To generate self-signed certificates, click on the link (Click here to generate…) as shown in the following figure. You will need to restart Openfire for the changes to take effect.

Figure 3: Generate self-signed server certificates
Figure 3: Generate self-signed server certificates

Figure 4 shows an RSA and a DSA self-signed certificate generated by the above procedure. To allow server or client secure communication with this openfire server, make sure you have checked the Accept self-signed certificates. Server dialback over TLS is now available checkbox (see Figure 2) and select the Required radio button for both server-server and client-client communication if you want end-to-end encryption.

Figure 4: Self-signed server certificates
Figure 4: Self-signed server certificates

 
Figure 5: Server to Server Settings
Figure 5: Server to Server Settings

For further security you can restrict the remote servers that you can connect to (see Figure 5).

For secure client-to-server communication you must also enable TLS or SSL encryption in your client[1], something I could not find supported on Spark, the open source IM client provided by IgniteRealtime. Jitsi and Trillian are other modern IM clients that support TLS/SSL certificates.

However, self-signed certificates are vulnerable to man-in-the-middle attacks. For that reason, the most secure way is to import certificates provided by a Certification Authority (CA). Certificates can either be created by Openfire and signed by a CA after generating a Certificate Signing Request (CSR) or they can be created and signed by the CA to be later imported into Openfire. In the latter case a private key and the signed certificate need to be imported to Openfire. The issuer information for the certificates should be updated before sending the CSR to CA. Java Cryptography Extension (JCE) Unlimited Strength Jurisdiction Policy Files might be needed to be installed in the server that hosts Openfire if you get an “Invalid key size” error. The certificate size varies per CA; let’s assume that it is 2048 bytes. CAs can support both CSR and PFX/PKCS12 certificates.

Table 1. Minimum key size per year to be secure

YearAESRSA, DH, ElGamal
2010781369
2020861881
2030932493
20401013214


Examples of importing these types of certificates is shown below. The following sections explain the procedure in more detail.

  • CSR:
    $ keytool -certreq -keyalg RSA -alias myalias -file certreq.txt -keystore /path/to/openfire/server/instance/resources/security/keystore

    (a keystore must already exist)

  • PKCS12:
    $ keytool -genkey -alias {desired alias certificate} -keystore {path to keystore.pfx} -storepass {password} -validity 365 -keyalg RSA -keysize 2048 -storetype pkcs12

    (problems seem to have been encountered; e.g. might need to convert them to .pem)

Keep in mind that certificates issued by CAs are not free[2]. So, acquiring certificates from a Certification Authority (CA) for each client of your enterprise might be prohibited.

For more information on configuring SSL with Openfire see reference [1]. The following section is an adaptation of the “SSL Guide” to use for server-to-server communication.

SSL Guide

Openfire’s SSL support is built using the standard Java security SSL implementation (javax.net.ssl.SSLServerSocket).

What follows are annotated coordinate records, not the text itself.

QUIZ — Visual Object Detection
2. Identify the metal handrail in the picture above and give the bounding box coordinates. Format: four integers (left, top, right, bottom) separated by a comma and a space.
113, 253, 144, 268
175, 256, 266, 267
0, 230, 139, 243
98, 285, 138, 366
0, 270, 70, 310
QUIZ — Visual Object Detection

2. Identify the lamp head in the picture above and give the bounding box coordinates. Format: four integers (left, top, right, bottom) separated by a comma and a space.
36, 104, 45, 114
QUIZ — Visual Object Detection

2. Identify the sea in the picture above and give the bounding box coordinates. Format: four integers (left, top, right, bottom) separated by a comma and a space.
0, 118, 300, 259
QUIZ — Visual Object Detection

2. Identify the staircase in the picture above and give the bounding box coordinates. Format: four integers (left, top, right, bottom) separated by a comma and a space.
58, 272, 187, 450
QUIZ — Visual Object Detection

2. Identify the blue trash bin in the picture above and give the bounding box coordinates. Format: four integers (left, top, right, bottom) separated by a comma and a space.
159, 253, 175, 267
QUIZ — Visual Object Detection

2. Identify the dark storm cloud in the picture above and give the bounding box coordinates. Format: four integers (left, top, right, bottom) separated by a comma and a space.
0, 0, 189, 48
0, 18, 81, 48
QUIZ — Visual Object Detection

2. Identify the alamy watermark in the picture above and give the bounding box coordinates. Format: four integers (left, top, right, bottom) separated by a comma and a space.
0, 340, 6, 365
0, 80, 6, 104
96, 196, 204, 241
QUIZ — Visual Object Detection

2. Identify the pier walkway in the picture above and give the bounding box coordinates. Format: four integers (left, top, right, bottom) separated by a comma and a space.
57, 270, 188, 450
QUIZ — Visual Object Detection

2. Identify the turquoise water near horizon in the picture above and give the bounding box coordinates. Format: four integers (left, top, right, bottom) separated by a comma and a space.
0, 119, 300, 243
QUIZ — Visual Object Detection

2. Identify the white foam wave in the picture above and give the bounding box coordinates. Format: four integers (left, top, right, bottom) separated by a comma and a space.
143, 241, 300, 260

A server SSL connection uses two sets of certificates to secure the connection. The first set is called a “keystore“. The keystore contains the keys and certificates for the server. These security credentials are used to prove to clients or other servers that the server is legitimately operating on behalf of a particular domain. If your server will only need to act as one domain, you only need one key entry and certificate in the keystore. Keys are stored in the keystore under aliases. Each alias corresponds to a domain name (e.g. “example.com”).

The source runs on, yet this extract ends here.